Deciphering Different Breathing Noises

Another concern for parents is different breathing noises. There is often a described “wheezing” that is occurring. For families with children who have asthma or who have had reactive airway disease, their description is quite accurate. But, wheezing can be a catchall term for the musical squeaking that takes place while an infant, child, or adolescent is breathing. The importance is to differentiate it from stridor because the two noises have different causes and treatments. Wheezing is a musical squeaking sound that occurs with breathing outward. Often, it is just appreciated with a stethoscope while listening to the lungs. However, if severe, it can be audible to the naked ear without a stethoscope. The wheezing most commonly takes place in the lungs from lower airway obstruction that is manifested when an infant, child, or adolescent is breathing out. Also, one can notice that there is a prolonged exhalation phase of breathing and more of an effort breathing out.  Wheezing spans the age groups, and it can be caused by a variety of things.

Stridor, on the other hand, is often mistaken for wheezing. However, again, for parents whose children have experienced episodes of croup in the past, stridor can be accurately identified. The musical squeaking sound occurs when an infant, child, or adolescent takes a breath inward. Significant stridor is heard universally without a stethoscope. Furthermore, it is best heard in the neck area. While any age can have stridor, it is most commonly found in young children and infants who develop croup from a viral infection. However, there are other causes as well, such as foreign body aspiration, anatomic abnormalities, and a variety of other infections.

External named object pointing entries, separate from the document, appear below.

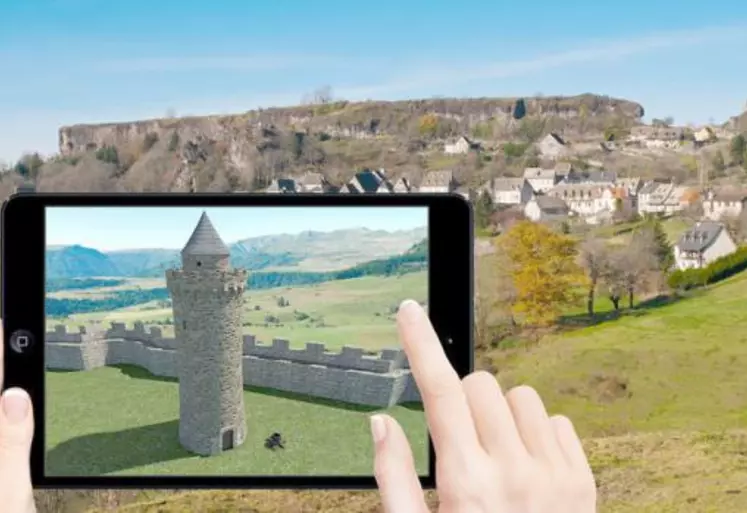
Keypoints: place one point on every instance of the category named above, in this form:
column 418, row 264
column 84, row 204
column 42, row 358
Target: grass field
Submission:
column 357, row 312
column 124, row 421
column 660, row 400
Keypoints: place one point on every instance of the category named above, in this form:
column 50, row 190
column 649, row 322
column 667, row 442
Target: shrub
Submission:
column 151, row 138
column 515, row 150
column 716, row 271
column 173, row 141
column 108, row 154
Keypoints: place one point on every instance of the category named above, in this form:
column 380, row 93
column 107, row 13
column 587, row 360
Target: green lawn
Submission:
column 357, row 312
column 124, row 421
column 659, row 397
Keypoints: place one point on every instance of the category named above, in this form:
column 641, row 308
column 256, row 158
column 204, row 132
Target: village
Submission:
column 565, row 191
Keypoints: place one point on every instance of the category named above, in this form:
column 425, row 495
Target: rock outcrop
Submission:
column 354, row 120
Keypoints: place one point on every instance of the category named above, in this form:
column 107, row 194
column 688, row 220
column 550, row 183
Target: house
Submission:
column 631, row 184
column 546, row 209
column 401, row 185
column 702, row 244
column 282, row 185
column 509, row 191
column 541, row 180
column 704, row 136
column 367, row 181
column 724, row 203
column 466, row 192
column 662, row 197
column 438, row 182
column 657, row 135
column 592, row 201
column 595, row 177
column 462, row 146
column 313, row 182
column 564, row 170
column 552, row 146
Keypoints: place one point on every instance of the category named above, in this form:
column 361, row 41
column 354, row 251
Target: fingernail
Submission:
column 378, row 428
column 15, row 405
column 408, row 303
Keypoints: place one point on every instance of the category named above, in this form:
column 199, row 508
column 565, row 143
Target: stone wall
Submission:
column 348, row 375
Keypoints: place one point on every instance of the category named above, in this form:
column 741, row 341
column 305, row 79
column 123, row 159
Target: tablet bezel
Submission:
column 23, row 248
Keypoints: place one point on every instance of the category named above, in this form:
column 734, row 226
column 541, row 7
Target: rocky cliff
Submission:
column 358, row 120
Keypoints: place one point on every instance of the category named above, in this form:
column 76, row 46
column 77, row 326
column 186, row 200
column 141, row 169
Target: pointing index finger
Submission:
column 444, row 401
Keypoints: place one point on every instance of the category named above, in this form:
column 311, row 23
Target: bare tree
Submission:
column 736, row 226
column 593, row 256
column 630, row 268
column 320, row 96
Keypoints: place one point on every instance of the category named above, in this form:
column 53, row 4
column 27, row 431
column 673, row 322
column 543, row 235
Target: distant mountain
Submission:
column 306, row 252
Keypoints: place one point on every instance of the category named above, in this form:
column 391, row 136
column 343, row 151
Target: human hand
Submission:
column 495, row 453
column 16, row 432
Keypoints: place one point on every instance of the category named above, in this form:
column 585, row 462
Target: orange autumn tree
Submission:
column 546, row 275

Rapid Breathing and Belly Breathing: Signs of Distress

Other symptoms that are commonly noticed by parents and caregivers as trouble breathing include breathing faster than normal, also called tachypnea, and belly breathing (when the abdomen paradoxically moves outward when the breath is taken inward, instead of the abdomen sucking inward when a breath is taken inward). Both of these symptoms can represent respiratory distress, for sure. However, it must be noted that fever and agitation can cause the respiratory rate to increase. In the absence of fever or agitation, breathing faster than normal is concerning. Nevertheless, a child should always be evaluated with these symptoms because breathing faster and having belly breathing can represent increased work of breathing and a sign that there is something more seriously wrong.  The best assessment is done while a child is sleeping or calm.  If these symptoms are present under these circumstances, immediate evaluation is warranted.

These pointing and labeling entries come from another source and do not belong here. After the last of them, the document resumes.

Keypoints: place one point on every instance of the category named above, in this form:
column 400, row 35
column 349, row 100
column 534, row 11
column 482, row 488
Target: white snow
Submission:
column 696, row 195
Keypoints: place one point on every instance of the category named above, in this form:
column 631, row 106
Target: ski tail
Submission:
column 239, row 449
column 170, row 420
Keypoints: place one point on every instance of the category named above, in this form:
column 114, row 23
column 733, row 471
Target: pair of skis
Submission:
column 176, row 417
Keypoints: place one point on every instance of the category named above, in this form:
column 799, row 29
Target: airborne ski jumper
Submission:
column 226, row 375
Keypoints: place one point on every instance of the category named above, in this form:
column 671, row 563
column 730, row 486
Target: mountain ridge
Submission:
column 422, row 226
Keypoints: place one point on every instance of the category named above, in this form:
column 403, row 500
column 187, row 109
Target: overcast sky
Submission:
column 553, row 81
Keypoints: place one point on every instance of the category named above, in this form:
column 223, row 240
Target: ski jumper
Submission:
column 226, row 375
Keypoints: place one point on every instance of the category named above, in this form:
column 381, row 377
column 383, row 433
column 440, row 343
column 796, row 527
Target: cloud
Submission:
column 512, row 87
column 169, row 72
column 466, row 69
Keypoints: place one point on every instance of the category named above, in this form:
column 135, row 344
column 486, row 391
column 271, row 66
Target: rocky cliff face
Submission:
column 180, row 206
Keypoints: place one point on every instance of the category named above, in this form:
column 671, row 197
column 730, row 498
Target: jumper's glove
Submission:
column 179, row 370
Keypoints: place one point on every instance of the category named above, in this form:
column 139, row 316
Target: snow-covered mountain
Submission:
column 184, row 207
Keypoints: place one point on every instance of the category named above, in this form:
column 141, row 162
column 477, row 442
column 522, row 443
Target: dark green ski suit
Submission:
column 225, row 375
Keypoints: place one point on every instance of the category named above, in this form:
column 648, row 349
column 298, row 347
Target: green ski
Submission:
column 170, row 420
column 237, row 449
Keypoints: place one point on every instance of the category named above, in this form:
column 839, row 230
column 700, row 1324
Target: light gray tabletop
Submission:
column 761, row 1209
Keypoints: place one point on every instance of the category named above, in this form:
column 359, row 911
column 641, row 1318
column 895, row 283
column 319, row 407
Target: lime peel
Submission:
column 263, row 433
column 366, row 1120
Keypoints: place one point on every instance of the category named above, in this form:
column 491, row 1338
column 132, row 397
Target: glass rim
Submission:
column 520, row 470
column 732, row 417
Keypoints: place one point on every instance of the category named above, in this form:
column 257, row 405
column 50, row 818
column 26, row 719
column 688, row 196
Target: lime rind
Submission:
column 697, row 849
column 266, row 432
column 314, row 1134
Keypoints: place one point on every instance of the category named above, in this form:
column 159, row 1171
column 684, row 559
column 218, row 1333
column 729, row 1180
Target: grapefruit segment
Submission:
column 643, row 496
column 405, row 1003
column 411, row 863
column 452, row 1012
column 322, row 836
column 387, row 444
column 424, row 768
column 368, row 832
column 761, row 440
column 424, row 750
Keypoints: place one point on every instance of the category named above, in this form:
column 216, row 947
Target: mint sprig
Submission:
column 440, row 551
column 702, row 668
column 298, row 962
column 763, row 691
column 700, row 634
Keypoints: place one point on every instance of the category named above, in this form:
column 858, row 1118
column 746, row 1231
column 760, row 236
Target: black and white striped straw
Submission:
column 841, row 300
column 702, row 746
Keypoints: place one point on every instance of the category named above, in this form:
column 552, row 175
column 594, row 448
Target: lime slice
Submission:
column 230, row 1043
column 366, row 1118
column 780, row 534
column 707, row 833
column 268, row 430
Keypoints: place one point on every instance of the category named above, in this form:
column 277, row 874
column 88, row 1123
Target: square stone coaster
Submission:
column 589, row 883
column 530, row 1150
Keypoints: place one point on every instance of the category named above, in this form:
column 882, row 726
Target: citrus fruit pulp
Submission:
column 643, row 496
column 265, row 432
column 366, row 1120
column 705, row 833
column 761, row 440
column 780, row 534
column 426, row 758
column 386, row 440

Bridging the Divide with Collaboration and Understanding

While there is an array of respiratory symptoms with varying levels of severity and dependent upon context, we should not expect parents or caregivers to understand all of the nuances. As medical professionals, it is easy for us to gloss over minor breathing anomalies because we don’t see them as threatening, based on our education and experience. However, we must be aware that most parents and caregivers have not experienced these symptoms in their children, and it is often scary at worst and concerning at least. However, children progressing to respiratory failure is something that both parents or caregivers and medical professionals wish to avoid.

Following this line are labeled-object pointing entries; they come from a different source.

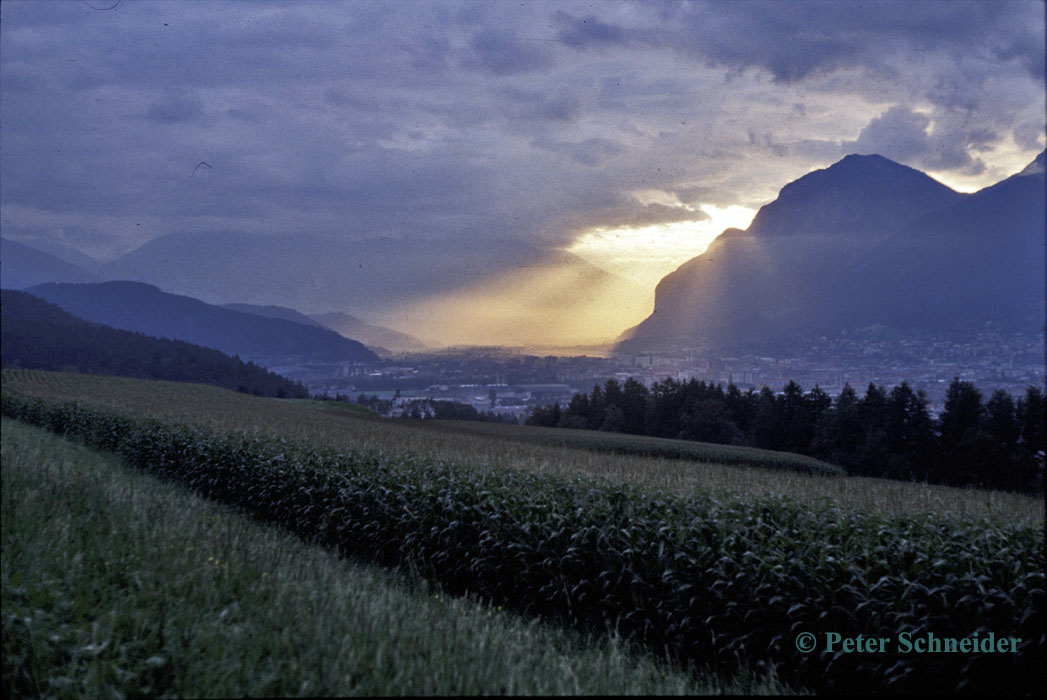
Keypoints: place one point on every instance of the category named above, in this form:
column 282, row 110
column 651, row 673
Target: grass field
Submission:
column 702, row 562
column 713, row 470
column 116, row 584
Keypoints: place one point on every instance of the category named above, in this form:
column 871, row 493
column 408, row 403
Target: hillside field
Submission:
column 712, row 558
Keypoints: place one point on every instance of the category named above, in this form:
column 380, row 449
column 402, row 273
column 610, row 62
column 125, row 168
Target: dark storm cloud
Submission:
column 589, row 30
column 504, row 54
column 493, row 120
column 175, row 110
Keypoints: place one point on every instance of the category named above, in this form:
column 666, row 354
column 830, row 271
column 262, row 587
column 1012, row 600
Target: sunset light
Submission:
column 646, row 254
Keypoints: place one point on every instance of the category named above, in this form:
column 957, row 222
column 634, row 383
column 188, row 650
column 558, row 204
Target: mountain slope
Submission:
column 270, row 311
column 372, row 336
column 863, row 241
column 23, row 266
column 38, row 335
column 146, row 309
column 982, row 258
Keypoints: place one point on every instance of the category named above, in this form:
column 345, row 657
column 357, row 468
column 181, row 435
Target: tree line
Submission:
column 997, row 444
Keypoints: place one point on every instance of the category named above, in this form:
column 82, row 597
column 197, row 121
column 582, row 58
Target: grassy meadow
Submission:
column 710, row 559
column 117, row 584
column 552, row 451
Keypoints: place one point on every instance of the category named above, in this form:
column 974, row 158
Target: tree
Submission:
column 1004, row 431
column 962, row 442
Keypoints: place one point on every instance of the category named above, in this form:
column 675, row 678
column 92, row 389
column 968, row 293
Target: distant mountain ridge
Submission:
column 373, row 336
column 308, row 272
column 23, row 266
column 272, row 311
column 145, row 309
column 36, row 334
column 865, row 241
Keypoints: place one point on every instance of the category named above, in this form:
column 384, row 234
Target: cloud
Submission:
column 589, row 30
column 534, row 122
column 175, row 110
column 500, row 54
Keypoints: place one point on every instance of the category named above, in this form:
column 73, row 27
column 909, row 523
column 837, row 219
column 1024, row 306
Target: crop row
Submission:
column 709, row 583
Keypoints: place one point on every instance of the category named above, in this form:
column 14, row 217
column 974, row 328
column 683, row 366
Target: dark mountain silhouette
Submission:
column 372, row 336
column 864, row 241
column 23, row 266
column 980, row 260
column 307, row 271
column 146, row 309
column 38, row 335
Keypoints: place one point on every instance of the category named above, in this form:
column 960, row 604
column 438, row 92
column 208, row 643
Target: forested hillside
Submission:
column 998, row 444
column 38, row 335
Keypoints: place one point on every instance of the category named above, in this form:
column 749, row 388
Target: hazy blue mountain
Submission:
column 982, row 258
column 145, row 309
column 372, row 336
column 271, row 311
column 38, row 335
column 311, row 273
column 864, row 241
column 23, row 266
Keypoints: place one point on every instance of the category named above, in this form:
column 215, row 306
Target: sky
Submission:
column 626, row 133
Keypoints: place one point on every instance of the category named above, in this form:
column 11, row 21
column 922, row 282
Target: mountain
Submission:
column 372, row 336
column 310, row 272
column 271, row 311
column 864, row 241
column 38, row 335
column 23, row 266
column 146, row 309
column 982, row 258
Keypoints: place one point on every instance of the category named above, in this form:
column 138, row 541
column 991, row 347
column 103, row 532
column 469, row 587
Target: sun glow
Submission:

So, as parents and caregivers often use the term “trouble breathing” fairly easily, it is important to not gloss over it. The medical team must approach their concerns with genuine consideration because their observations, even if they don’t align with medical terminology, are invaluable insights into their children’s health. Ultimately, understanding what “trouble breathing” means to the parents or caregivers allows for more effective communication and collaboration between medical professionals and parents or caregivers. This communication and collaboration, in turn, will ensure the best outcomes for children experiencing breathing problems and safeguard the precious gift of a child’s health.

As a parent or caregiver, what do you wish medical professionals understood better regarding your concerns about your child’s health?